## Before continuing, please select menu option:  **Cell => All output => clear**

# Open repo PythonTutButty03 and go through the CLI examples

 - CLIargs1.py - Parameter argv in the sys module.
 - CLIargs2.py - Program structure separating CLI parsing.
 - CLIargs3.py - separating options and arguments.
 - CLIskeleton.py - Uses argparse, a helpful python built-in module.
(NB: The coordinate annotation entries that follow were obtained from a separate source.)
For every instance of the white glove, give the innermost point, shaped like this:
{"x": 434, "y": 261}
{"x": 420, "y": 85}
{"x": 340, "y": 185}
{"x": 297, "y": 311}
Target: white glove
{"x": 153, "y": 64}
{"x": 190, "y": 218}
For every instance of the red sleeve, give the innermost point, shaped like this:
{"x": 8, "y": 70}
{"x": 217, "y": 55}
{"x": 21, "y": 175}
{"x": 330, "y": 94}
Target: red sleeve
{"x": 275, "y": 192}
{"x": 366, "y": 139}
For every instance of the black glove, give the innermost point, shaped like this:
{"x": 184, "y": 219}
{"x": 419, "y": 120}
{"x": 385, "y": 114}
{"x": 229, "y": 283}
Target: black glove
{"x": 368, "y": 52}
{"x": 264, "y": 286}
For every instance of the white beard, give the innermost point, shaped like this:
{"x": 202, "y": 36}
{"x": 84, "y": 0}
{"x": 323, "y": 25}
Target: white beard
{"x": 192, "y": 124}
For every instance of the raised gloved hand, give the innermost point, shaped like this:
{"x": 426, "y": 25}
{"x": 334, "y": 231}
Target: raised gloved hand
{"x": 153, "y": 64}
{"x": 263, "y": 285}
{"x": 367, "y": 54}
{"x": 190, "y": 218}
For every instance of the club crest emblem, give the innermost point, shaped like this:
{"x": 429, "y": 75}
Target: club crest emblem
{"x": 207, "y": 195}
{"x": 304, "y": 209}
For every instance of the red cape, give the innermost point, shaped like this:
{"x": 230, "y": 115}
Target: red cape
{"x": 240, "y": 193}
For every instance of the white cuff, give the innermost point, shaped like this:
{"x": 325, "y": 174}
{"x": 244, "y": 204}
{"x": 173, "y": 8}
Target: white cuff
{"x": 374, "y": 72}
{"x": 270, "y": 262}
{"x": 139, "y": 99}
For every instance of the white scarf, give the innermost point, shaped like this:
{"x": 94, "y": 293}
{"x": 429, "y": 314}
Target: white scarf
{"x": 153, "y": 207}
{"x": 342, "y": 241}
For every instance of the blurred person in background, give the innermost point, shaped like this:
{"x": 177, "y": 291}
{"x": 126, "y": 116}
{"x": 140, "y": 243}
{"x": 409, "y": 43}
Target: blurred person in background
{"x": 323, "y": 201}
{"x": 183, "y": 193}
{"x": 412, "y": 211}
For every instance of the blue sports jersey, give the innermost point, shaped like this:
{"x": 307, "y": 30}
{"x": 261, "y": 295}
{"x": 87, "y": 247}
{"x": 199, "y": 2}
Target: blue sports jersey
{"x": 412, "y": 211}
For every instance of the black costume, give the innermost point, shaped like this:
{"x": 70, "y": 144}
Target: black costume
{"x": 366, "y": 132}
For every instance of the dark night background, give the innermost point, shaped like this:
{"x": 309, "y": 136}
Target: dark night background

Take a look at clickskeleton.py

# Files & I/O

In [None]:
import os
os.path.exists('testdata')

In [None]:
targetdir = 'testdata'
if os.path.exists(targetdir):
    print(os.listdir(targetdir))

### There are many pathname manipulation functions:
 - https://docs.python.org/3/library/os.path.html
  - Common ones are abspath, basename, dirname, exists, join, split, splitext

In [None]:
fullname = os.path.abspath(r'./testdata')
fullname

In [None]:
os.path.basename(fullname)

In [None]:
os.path.dirname(fullname)

In [None]:
makeafullpath = os.path.join('one', 'two', 'three')
makeafullpath

#### Best ways to list directories

In [None]:
entries = os.listdir('testdata') # old method not recommended (what if directory was huge)
entries

In [None]:
entries = os.scandir('testdata') # the preferred method
entries

In [None]:
for i in os.scandir('testdata'):
    print(i.name)

In [None]:
from pathlib import Path
entries = Path('testdata')   # This is now the preferred method with most functionality
for entry in entries.iterdir():
    print(entry.name)

In [None]:
# UNIX translate name patterns with wildcards like ? and * into a list of files. This is called globbing
import glob
glob.glob('testdata\*.txt')

In [None]:
p = Path('.')
list(p.glob('testdata\*.csv'))

In [None]:
# Walking a directory tree and printing the names of the directories and files
count = 0
for dirpath, dirnames, files in os.walk('.'):
    count += 1
count

In [None]:
# For Ref: Using a temporary file
from tempfile import TemporaryFile
fp = TemporaryFile('w+t')
fp.write('Hello universe!')
fp.name

In [None]:
fp.close()
os.remove(fp.name)  # fails because the file was automatically removed upon closing

In [None]:
# For Ref: opening a zipfile
import os
import zipfile

zfname = r'testdata\allconf.zip'

if os.path.exists(zfname):
    with zipfile.ZipFile(zfname, 'r') as zipobj:
        for i in zipobj.namelist():
            print(i)

## Reading & Writing files

<br>Modes are:
- 'r'	open for reading (default)
- 'w'	open for writing, truncating the file first
- 'x'	open for exclusive creation, failing if the file already exists
- 'a'	open for writing, appending to the end of the file if it exists
- 'b'	binary mode
- 't'	text mode (default)
- '+'	open a disk file for updating (reading and writing)
- 'U'	universal newlines mode (deprecated)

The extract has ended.